La guerre, qui a repris, pousse à bout la population qui, pour la première fois, jeudi 27 mars, a manifesté contre le Hamas, dont elle semble ne plus vouloir. Ils étaient des centaines de Gazaouis à demander l’arrêt de la guerre et le départ du mouvement islamiste.
En Israël même, le gouvernement Nétanyahou, qui a choisi l’option de la fuite en avant et de la guerre totale, est de plus en plus contesté. Il bénéficie de l’appui de Washington et du silence, pesant, de l’Europe et de la Suisse.
Le Bureau de l’ONU pour les affaires humanitaires, OCHA, parle de «crimes d’atrocité», selon le droit international, pour décrire ce qui se passe à Gaza. La reprise des bombardements israéliens le 18 mars a fait plus de 830 morts en une semaine, dont près de 25% sont des femmes. «Il n’y a plus aucune règle dans cette guerre. Chaque jour, nos collaborateurs sont tués ou blessés», écrit l’ONU. Israël a admis, samedi, avoir tiré sur des ambulances du Croissant rouge palestinien, qui est sans nouvelles de 9 secouristes depuis le 23 mars. L'armée affirme avoir visé des véhicules suspects, tandis que le Hamas dénonce un massacre délibéré. Un bureau du Comité international de la Croix‑Rouge à Rafah a été endommagé, le 24 mars, par un projectile explosif alors qu’il avait été signalé à toutes les parties. Une attaque dénoncée avec force par le CICR.

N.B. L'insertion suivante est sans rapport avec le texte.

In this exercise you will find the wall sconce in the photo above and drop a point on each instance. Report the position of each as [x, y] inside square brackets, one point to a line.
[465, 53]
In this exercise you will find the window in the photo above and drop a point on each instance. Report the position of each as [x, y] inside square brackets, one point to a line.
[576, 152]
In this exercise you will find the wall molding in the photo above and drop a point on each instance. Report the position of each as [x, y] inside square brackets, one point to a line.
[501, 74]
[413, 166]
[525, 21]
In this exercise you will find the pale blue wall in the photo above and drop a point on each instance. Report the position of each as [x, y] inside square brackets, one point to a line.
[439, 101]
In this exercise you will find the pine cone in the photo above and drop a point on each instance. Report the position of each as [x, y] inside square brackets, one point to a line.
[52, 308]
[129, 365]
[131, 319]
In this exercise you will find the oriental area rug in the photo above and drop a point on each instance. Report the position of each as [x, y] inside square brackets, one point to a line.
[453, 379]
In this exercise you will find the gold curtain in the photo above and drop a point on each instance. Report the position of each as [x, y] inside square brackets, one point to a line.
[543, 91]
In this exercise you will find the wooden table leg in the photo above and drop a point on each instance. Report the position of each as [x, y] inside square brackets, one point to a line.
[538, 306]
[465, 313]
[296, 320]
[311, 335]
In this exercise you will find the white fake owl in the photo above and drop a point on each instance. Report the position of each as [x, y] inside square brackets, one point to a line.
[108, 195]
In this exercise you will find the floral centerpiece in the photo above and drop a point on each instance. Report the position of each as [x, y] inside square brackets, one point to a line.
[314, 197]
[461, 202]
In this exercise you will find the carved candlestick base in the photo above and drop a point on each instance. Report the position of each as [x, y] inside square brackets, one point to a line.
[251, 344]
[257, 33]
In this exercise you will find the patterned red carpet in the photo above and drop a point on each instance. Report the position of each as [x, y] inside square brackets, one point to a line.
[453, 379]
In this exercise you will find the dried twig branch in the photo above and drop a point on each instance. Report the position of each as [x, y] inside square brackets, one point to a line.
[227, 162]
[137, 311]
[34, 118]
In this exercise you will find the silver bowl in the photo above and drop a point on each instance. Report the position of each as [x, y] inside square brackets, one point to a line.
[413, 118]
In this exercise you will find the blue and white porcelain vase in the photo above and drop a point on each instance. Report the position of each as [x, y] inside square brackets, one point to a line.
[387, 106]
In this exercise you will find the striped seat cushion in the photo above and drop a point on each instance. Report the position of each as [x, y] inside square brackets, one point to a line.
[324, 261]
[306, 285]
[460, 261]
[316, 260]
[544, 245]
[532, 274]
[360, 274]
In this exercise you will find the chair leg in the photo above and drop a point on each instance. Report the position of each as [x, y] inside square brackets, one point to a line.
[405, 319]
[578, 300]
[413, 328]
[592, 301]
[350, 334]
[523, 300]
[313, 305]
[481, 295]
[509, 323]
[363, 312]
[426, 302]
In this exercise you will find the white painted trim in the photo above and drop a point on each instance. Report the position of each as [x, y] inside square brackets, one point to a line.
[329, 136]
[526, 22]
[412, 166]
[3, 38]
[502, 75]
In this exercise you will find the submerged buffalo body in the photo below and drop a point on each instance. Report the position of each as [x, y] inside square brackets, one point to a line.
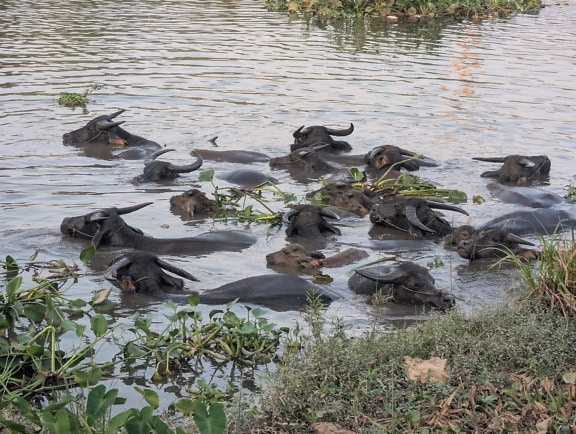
[495, 243]
[309, 222]
[295, 256]
[103, 134]
[527, 196]
[162, 170]
[194, 203]
[144, 273]
[405, 282]
[519, 169]
[414, 216]
[319, 136]
[106, 227]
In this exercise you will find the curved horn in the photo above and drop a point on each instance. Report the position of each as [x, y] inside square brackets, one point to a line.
[490, 160]
[445, 206]
[106, 124]
[512, 238]
[393, 275]
[288, 216]
[119, 112]
[344, 132]
[171, 268]
[155, 155]
[328, 214]
[413, 219]
[298, 133]
[129, 209]
[189, 167]
[115, 266]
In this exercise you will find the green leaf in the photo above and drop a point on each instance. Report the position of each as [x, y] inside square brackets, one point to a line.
[185, 406]
[58, 423]
[206, 175]
[99, 401]
[150, 396]
[35, 312]
[88, 377]
[26, 409]
[193, 300]
[101, 296]
[12, 286]
[213, 423]
[119, 421]
[569, 377]
[99, 324]
[87, 254]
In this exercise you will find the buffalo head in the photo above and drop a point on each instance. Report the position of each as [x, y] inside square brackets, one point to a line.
[461, 233]
[318, 136]
[194, 203]
[387, 157]
[295, 256]
[104, 130]
[143, 273]
[495, 243]
[304, 159]
[518, 169]
[405, 282]
[90, 225]
[413, 215]
[309, 221]
[163, 170]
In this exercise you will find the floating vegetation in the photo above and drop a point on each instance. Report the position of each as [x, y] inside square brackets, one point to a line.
[73, 99]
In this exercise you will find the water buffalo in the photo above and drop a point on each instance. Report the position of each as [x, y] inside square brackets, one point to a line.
[545, 221]
[247, 178]
[103, 134]
[233, 156]
[495, 243]
[518, 169]
[413, 215]
[106, 227]
[405, 282]
[194, 203]
[163, 170]
[144, 273]
[305, 163]
[309, 222]
[319, 135]
[383, 158]
[527, 196]
[295, 256]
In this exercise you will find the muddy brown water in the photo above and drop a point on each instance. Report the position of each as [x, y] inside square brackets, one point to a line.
[188, 71]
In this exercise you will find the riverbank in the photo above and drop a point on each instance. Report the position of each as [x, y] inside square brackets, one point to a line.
[409, 9]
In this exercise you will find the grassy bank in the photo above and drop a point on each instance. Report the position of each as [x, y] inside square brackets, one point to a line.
[405, 8]
[504, 369]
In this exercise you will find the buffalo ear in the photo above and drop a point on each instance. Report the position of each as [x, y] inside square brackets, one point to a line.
[99, 236]
[490, 174]
[317, 255]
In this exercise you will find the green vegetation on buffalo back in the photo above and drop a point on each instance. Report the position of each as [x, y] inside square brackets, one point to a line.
[405, 8]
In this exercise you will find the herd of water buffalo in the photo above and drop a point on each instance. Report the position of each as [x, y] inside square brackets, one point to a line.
[314, 154]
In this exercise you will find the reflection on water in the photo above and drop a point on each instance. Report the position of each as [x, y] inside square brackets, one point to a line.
[188, 71]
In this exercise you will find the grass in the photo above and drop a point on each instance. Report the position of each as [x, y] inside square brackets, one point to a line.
[404, 8]
[509, 368]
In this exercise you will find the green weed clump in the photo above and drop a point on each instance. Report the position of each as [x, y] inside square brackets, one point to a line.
[74, 99]
[408, 8]
[508, 370]
[552, 281]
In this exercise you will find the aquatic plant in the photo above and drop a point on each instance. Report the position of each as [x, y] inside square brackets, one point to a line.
[74, 99]
[412, 9]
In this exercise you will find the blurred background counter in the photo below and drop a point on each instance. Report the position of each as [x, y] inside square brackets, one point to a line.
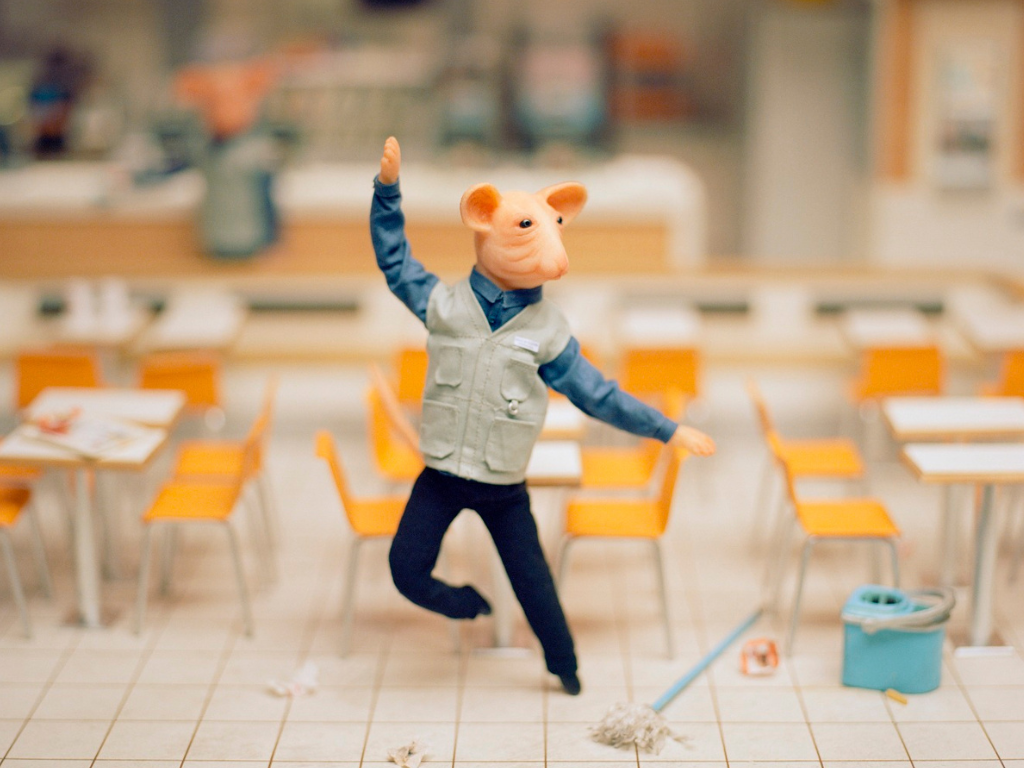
[645, 214]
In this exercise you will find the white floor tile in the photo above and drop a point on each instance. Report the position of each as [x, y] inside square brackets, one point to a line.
[946, 741]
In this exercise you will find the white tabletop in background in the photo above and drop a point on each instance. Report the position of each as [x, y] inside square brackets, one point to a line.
[870, 328]
[555, 463]
[996, 331]
[953, 418]
[985, 462]
[659, 327]
[153, 408]
[18, 448]
[563, 421]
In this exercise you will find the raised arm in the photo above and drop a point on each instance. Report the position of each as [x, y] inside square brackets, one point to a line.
[587, 388]
[406, 276]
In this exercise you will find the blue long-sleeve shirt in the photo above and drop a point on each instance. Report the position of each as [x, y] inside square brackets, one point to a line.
[569, 373]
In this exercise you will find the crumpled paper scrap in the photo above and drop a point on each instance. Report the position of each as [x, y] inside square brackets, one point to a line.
[628, 724]
[409, 756]
[302, 682]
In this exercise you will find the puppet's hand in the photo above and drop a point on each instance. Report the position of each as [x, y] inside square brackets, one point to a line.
[693, 440]
[390, 161]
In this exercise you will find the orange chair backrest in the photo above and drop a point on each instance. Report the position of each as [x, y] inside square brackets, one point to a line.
[764, 417]
[327, 451]
[198, 375]
[37, 370]
[668, 489]
[888, 371]
[411, 367]
[652, 371]
[1012, 376]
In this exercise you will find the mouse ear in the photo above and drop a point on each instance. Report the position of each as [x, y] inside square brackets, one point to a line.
[567, 198]
[478, 206]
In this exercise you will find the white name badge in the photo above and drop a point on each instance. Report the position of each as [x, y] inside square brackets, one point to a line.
[529, 344]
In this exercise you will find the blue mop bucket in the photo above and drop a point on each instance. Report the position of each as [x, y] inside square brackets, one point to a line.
[893, 639]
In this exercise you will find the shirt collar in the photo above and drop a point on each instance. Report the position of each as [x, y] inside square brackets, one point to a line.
[485, 288]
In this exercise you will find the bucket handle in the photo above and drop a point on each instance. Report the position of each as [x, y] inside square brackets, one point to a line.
[943, 599]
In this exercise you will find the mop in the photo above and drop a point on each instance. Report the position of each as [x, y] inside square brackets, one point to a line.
[639, 724]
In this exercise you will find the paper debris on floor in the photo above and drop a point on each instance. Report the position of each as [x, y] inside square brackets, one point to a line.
[302, 682]
[628, 724]
[409, 756]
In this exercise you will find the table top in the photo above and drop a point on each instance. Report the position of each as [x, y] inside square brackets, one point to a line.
[22, 448]
[152, 408]
[986, 462]
[873, 328]
[555, 463]
[659, 327]
[953, 418]
[996, 330]
[563, 422]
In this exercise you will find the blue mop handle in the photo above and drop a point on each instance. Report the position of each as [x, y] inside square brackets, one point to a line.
[705, 663]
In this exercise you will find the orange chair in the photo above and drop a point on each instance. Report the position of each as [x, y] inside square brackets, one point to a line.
[183, 501]
[671, 375]
[644, 519]
[55, 367]
[828, 458]
[614, 467]
[13, 502]
[222, 460]
[899, 371]
[370, 518]
[829, 519]
[1011, 382]
[391, 436]
[411, 371]
[196, 374]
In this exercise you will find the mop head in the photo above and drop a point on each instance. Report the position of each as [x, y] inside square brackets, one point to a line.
[628, 724]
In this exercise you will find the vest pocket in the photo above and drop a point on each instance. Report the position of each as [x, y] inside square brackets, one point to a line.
[449, 371]
[438, 429]
[518, 380]
[509, 444]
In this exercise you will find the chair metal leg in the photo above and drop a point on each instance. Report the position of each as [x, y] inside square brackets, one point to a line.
[795, 619]
[39, 550]
[562, 559]
[761, 517]
[15, 582]
[670, 646]
[143, 577]
[169, 546]
[240, 574]
[348, 602]
[894, 554]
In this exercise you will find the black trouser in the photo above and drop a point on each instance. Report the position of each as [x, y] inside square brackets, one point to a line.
[435, 501]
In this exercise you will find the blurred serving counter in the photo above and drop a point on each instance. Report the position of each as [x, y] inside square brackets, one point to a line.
[645, 214]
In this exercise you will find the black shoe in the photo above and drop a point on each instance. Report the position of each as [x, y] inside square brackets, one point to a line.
[570, 684]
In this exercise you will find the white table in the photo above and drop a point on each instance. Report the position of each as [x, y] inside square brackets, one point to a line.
[20, 449]
[153, 408]
[951, 419]
[994, 331]
[954, 420]
[985, 465]
[879, 328]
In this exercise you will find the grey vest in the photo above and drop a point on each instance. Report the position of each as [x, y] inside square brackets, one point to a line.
[483, 403]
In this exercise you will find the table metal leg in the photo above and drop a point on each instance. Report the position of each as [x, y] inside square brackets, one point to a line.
[947, 566]
[984, 570]
[85, 552]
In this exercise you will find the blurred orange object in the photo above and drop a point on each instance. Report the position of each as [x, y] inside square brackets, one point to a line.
[759, 656]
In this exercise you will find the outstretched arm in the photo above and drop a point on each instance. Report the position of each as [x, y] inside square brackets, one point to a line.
[587, 388]
[406, 276]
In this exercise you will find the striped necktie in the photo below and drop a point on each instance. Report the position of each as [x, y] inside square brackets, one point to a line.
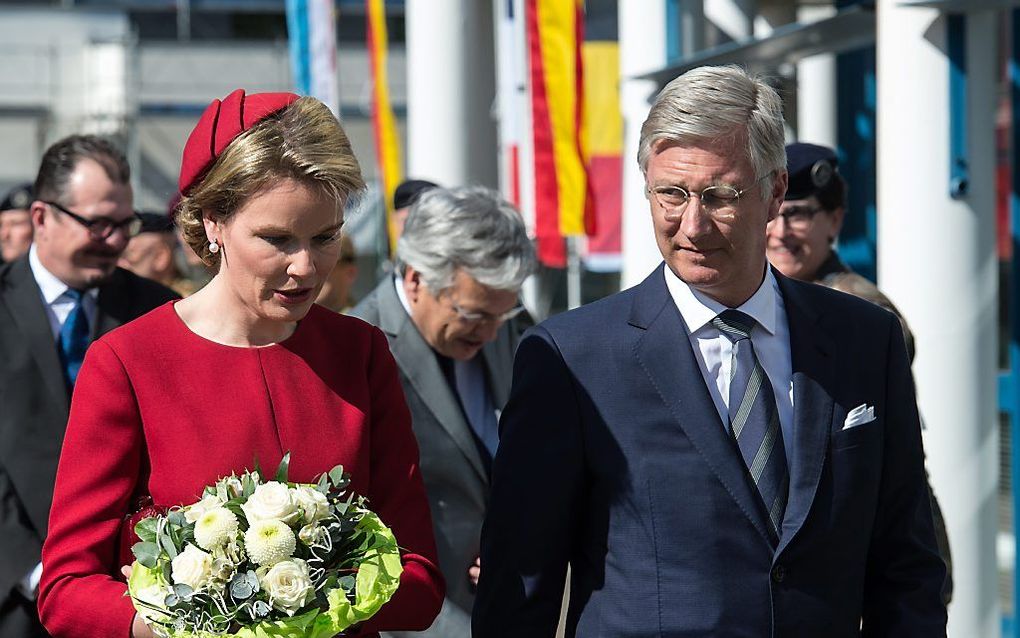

La reprise des bombardements est une catastrophe pour les civils de Gaza, alors qu’Israël, le Fatah et les pays arabes cherchent à maintenir le Hamas hors de l’équation de l’après-guerre.
Une nouvelle proposition de cessez-le-feu est sur la table, acceptée par le Hamas ce dimanche, alors que le Premier ministre Benyamin Nétanyahou a transmis aux médiateurs une contre-proposition en totale coordination avec les Etats-Unis.
La décision du premier ministre israélien de relancer la guerre n’est pas dénuée de considérations sur son propre avenir politique, alors que monte contre lui la colère de ses compatriotes. Depuis la semaine dernière, des milliers d’Israéliens participent à des manifestations contre la reprise des frappes à Gaza «sans se soucier du sort des otages». Ils lui reprochent également la décision de limoger Ronen Bar, le chef du Shin Bet, l'agence de sécurité intérieure, décision suspendue vendredi par la Cour suprême. Dès lors, le gouvernement a entamé une procédure de révocation de la procureure générale Gali Baharav-Miara, alors que Parlement israélien a donné son feu vert à une loi contestée renforçant l'influence du pouvoir politique sur la nomination des juges en Israël. L’objet avait provoqué en 2023, avant le 7 octobre, l'un des mouvements de contestation populaire les plus importants de l'histoire du pays.
La fuite en avant de Benyamin Nétanyahou, pour sauver son gouvernement et son pouvoir, avec le soutien inconditionnel de l'administration Trump, a atteint le Liban voisin. Des bombardements israéliens ont touché, samedi, la banlieue sud de Beyrouth, après quatre mois de trêve avec le Hezbollah.
Dans cette situation qui semble sans issue, les humanitaires sont seuls au front. «Les équipes sont traumatisées, les enfants sont pris pour cible et subissent des blessures psychologiques qui mettront longtemps à cicatriser», dit encore Laurence Gaubert, qui était à Gaza durant le cessez-le-feu, pour épauler les 19 employés de Terre des Hommes qui travaillent sur une vingtaine de sites:
«Nous prenons en charge des enfants qui ne parlent plus, après avoir vu leurs parents mourir sous leurs yeux. A Gaza, nous avons l’impression de vivre sur une décharge publique, abandonnés de tous. Il faut que cette guerre cesse.»